The paper tackles the problem of ultra-high-definition (UHD) image deblurring by proposing an autoregressive flow method with ill-conditioned constraints, achieving promising performance on 4K or higher resolution images while balancing detail recovery and inference efficiency.

Ultra-high-definition (UHD) image deblurring poses significant challenges for UHD restoration methods, which must balance fine-grained detail recovery and practical inference efficiency. Although prominent discriminative and generative methods have achieved remarkable results, a trade-off persists between computational cost and the ability to generate fine-grained detail for UHD image deblurring tasks. To further alleviate these issues, we propose a novel autoregressive flow method for UHD image deblurring with an ill-conditioned constraint.
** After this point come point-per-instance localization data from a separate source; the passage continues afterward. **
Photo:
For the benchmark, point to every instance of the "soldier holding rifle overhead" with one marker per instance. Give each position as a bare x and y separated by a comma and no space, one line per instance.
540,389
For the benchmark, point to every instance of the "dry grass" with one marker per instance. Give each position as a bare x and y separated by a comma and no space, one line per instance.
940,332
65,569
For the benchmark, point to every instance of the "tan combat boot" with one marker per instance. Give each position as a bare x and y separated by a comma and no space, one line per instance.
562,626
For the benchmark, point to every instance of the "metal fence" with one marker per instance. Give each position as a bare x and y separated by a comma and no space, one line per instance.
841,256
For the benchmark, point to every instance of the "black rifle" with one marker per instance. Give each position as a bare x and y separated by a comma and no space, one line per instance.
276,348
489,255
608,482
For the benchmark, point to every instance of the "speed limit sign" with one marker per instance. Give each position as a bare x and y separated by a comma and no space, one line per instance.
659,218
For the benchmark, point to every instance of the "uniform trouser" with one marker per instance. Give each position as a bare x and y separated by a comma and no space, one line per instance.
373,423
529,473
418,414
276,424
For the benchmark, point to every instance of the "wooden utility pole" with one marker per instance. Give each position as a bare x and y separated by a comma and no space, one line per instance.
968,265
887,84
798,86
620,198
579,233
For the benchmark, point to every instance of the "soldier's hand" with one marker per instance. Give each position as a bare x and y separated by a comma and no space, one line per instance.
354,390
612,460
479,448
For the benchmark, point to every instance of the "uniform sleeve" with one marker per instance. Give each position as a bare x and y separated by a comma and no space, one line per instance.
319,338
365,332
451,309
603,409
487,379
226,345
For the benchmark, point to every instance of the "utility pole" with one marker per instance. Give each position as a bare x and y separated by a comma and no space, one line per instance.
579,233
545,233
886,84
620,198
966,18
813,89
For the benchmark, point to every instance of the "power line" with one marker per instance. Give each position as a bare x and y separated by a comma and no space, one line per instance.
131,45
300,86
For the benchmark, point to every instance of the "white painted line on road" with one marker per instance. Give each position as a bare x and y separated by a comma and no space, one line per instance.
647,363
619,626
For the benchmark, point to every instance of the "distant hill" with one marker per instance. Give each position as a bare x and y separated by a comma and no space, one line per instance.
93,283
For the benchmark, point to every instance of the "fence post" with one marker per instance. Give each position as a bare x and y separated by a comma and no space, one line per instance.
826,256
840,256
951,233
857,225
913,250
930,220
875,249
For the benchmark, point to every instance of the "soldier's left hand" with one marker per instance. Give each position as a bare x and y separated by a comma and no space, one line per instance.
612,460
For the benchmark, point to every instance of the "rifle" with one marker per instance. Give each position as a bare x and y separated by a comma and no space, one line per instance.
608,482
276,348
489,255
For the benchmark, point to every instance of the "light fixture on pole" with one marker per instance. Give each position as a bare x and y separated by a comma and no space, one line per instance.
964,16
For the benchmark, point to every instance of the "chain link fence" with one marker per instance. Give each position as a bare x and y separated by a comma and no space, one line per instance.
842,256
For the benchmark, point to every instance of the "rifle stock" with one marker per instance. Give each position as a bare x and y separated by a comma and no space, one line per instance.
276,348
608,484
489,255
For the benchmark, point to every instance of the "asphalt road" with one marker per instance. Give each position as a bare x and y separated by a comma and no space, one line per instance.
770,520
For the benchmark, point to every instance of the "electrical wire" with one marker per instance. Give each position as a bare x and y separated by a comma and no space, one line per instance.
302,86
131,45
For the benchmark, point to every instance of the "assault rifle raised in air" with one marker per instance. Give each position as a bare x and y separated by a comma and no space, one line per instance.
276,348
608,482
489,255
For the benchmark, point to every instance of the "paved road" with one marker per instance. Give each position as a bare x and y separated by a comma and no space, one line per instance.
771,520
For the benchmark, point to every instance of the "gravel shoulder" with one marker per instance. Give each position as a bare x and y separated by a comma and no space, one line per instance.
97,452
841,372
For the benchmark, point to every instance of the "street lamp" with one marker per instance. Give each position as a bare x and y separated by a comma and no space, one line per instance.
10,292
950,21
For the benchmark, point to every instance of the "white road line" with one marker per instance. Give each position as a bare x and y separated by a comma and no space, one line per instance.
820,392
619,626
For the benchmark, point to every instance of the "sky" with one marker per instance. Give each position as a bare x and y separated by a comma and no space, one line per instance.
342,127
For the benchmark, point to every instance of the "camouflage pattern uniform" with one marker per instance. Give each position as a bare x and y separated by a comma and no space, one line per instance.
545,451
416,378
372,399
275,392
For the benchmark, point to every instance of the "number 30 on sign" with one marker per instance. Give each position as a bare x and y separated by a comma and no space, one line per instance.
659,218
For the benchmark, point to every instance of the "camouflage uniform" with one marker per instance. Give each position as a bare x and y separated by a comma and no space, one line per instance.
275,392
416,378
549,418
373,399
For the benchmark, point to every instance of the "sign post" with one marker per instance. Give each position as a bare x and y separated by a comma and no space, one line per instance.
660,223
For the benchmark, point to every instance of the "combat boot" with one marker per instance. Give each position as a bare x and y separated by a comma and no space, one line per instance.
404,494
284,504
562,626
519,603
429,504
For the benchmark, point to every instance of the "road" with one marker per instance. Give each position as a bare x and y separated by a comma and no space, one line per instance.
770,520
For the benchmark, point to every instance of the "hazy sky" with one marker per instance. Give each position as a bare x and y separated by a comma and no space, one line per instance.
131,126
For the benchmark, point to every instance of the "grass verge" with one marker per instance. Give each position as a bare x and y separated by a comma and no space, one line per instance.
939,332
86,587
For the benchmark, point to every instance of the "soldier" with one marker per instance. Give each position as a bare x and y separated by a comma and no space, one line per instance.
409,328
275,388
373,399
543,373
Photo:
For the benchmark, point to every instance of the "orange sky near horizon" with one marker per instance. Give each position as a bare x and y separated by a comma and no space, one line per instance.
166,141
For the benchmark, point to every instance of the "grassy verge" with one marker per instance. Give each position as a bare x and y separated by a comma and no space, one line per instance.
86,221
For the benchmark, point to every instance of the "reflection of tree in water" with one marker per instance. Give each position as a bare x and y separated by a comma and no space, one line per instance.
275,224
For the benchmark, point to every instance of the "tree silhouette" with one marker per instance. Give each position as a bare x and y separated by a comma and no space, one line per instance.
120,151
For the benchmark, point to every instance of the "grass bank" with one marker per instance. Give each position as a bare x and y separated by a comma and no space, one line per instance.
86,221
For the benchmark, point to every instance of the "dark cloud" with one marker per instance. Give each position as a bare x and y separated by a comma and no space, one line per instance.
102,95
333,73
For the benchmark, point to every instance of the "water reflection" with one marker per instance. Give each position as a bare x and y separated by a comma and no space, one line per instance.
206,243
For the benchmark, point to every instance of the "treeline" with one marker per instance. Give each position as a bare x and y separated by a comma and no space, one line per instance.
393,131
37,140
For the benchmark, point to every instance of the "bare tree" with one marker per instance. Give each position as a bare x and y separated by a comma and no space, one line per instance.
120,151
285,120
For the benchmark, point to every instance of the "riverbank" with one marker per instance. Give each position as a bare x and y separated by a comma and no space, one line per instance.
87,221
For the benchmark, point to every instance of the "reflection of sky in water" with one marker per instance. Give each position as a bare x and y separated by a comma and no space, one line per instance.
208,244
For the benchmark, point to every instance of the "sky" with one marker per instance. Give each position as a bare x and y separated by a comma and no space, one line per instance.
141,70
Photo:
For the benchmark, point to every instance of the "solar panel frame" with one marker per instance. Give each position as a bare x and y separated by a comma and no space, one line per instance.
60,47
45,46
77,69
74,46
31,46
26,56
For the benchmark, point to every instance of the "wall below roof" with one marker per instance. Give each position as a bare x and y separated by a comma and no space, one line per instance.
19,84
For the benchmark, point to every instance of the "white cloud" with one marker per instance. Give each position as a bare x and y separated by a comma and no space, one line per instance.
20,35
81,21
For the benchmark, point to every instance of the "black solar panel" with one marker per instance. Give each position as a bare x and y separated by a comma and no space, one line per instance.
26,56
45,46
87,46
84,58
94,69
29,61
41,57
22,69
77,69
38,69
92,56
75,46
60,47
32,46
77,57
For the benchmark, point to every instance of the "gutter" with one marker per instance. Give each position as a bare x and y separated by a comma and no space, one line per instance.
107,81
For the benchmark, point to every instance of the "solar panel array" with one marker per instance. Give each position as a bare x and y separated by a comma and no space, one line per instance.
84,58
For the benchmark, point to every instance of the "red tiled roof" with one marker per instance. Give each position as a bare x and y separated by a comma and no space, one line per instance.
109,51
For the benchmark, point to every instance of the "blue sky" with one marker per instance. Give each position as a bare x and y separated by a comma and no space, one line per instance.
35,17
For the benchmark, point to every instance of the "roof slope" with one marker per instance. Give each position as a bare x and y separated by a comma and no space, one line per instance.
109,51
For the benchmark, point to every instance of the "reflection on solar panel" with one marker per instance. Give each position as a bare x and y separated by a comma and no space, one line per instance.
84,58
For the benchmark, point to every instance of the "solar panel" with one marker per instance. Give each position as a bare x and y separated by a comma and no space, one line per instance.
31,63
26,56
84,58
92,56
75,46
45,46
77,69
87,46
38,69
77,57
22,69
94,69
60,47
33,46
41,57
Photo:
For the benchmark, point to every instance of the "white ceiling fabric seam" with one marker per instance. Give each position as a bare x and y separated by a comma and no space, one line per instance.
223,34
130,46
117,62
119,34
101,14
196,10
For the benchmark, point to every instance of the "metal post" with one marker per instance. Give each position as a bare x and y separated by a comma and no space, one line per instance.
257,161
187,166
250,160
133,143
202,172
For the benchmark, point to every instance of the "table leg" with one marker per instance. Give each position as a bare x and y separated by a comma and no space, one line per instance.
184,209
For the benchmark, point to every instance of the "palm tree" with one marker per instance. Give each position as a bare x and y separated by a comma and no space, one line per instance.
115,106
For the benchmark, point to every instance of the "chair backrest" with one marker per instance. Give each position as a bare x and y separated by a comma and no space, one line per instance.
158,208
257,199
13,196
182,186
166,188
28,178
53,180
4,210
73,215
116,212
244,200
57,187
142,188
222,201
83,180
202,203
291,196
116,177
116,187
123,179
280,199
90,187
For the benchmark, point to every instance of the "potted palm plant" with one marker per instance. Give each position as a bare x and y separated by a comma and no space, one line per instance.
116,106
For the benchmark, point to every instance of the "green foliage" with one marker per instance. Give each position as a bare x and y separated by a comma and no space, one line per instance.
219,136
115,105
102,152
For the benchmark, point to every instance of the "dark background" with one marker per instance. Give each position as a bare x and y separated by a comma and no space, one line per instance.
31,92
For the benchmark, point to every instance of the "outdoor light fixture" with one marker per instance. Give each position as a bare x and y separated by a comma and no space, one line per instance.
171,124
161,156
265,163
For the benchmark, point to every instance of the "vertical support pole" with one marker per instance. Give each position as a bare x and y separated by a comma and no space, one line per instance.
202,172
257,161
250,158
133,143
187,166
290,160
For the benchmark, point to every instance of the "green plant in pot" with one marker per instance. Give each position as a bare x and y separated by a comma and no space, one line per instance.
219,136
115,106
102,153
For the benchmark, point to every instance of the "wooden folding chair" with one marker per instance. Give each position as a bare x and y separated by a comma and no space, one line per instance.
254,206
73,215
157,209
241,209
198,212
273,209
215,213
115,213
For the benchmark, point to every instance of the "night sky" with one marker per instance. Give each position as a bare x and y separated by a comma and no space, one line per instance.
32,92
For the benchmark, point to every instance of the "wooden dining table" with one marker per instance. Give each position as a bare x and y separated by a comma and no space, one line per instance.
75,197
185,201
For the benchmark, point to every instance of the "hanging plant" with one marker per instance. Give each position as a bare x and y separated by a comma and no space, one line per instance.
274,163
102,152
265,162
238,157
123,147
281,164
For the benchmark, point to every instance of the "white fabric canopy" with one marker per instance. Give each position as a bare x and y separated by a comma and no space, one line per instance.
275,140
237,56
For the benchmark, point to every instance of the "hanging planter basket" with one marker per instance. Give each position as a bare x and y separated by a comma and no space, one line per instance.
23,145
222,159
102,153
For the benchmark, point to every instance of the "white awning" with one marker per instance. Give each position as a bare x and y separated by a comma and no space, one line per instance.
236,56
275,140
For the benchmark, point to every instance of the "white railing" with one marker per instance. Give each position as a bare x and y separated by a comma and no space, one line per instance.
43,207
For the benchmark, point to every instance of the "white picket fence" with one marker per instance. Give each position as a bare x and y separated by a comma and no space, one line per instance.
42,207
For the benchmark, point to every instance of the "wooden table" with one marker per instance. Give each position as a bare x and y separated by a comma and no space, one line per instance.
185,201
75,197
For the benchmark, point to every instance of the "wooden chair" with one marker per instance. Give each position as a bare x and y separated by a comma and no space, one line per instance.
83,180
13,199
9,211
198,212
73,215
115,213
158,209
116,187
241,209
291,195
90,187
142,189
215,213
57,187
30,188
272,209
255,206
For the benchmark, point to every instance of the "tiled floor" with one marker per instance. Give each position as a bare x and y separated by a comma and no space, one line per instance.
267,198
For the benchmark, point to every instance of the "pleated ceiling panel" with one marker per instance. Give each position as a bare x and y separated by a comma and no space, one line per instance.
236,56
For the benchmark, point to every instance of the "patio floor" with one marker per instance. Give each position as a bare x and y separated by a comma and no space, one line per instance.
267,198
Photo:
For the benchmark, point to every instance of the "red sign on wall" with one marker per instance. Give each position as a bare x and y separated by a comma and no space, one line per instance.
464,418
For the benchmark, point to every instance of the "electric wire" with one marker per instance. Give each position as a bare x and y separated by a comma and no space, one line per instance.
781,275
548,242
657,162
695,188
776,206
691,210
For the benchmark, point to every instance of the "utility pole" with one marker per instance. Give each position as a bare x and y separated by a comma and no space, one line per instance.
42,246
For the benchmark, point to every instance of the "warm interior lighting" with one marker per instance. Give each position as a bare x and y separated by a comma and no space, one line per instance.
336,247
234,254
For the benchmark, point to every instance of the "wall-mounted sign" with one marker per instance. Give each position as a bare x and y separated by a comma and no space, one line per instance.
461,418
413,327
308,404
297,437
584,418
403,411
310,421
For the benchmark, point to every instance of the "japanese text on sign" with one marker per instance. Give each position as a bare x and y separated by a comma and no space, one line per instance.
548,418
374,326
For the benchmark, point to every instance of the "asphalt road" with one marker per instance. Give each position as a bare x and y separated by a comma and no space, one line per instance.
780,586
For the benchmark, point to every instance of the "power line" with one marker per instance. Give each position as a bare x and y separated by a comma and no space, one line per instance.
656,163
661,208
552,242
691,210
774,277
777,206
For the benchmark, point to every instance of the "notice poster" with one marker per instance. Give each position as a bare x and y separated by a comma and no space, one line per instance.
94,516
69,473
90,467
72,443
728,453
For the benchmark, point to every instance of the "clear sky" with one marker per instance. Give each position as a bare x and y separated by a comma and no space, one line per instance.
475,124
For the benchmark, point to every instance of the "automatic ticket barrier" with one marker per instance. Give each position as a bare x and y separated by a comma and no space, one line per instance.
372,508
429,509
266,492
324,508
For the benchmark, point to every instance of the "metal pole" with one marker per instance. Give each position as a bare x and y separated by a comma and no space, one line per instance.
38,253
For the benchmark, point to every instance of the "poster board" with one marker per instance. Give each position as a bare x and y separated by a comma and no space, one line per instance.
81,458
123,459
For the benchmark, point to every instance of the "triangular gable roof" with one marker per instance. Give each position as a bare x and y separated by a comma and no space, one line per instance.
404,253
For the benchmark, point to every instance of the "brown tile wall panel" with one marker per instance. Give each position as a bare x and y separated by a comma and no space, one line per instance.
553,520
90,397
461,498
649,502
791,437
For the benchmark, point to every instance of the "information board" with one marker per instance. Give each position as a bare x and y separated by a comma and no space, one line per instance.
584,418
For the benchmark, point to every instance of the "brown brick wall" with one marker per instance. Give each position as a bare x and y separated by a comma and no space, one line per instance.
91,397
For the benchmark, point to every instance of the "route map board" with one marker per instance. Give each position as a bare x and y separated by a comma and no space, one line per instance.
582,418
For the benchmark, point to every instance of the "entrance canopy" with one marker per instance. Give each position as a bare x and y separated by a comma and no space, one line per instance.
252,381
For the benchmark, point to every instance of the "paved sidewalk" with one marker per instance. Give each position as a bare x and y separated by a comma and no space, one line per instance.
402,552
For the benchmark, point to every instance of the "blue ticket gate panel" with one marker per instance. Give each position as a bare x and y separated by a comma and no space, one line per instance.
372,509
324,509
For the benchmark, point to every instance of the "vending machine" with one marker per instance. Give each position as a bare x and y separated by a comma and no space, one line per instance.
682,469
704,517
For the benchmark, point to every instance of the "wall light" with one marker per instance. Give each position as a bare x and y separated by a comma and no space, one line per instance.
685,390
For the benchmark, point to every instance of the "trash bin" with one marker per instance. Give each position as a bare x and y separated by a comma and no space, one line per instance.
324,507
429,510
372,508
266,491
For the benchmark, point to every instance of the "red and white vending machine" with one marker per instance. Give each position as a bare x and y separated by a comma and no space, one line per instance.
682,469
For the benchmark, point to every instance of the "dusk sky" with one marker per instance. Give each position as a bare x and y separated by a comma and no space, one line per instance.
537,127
Our core idea is to decompose UHD restoration into a progressive, coarse-to-fine process: at each scale, the sharp estimate is formed by upsampling the previous-scale result and adding a current-scale residual, enabling stable, stage-wise refinement from low to high resolution. We further introduce Flow Matching to model residual generation as a conditional vector field and perform few-step ODE sampling with efficient Euler/Heun solvers, enriching details while keeping inference affordable. Since multi-step generation at UHD can be numerically unstable, we propose an ill-conditioning suppression scheme by imposing condition-number regularization on a feature-induced attention matrix, improving convergence and cross-scale consistency. Our method demonstrates promising performance on blurred images at 4K (3840$\times$2160) or higher resolutions.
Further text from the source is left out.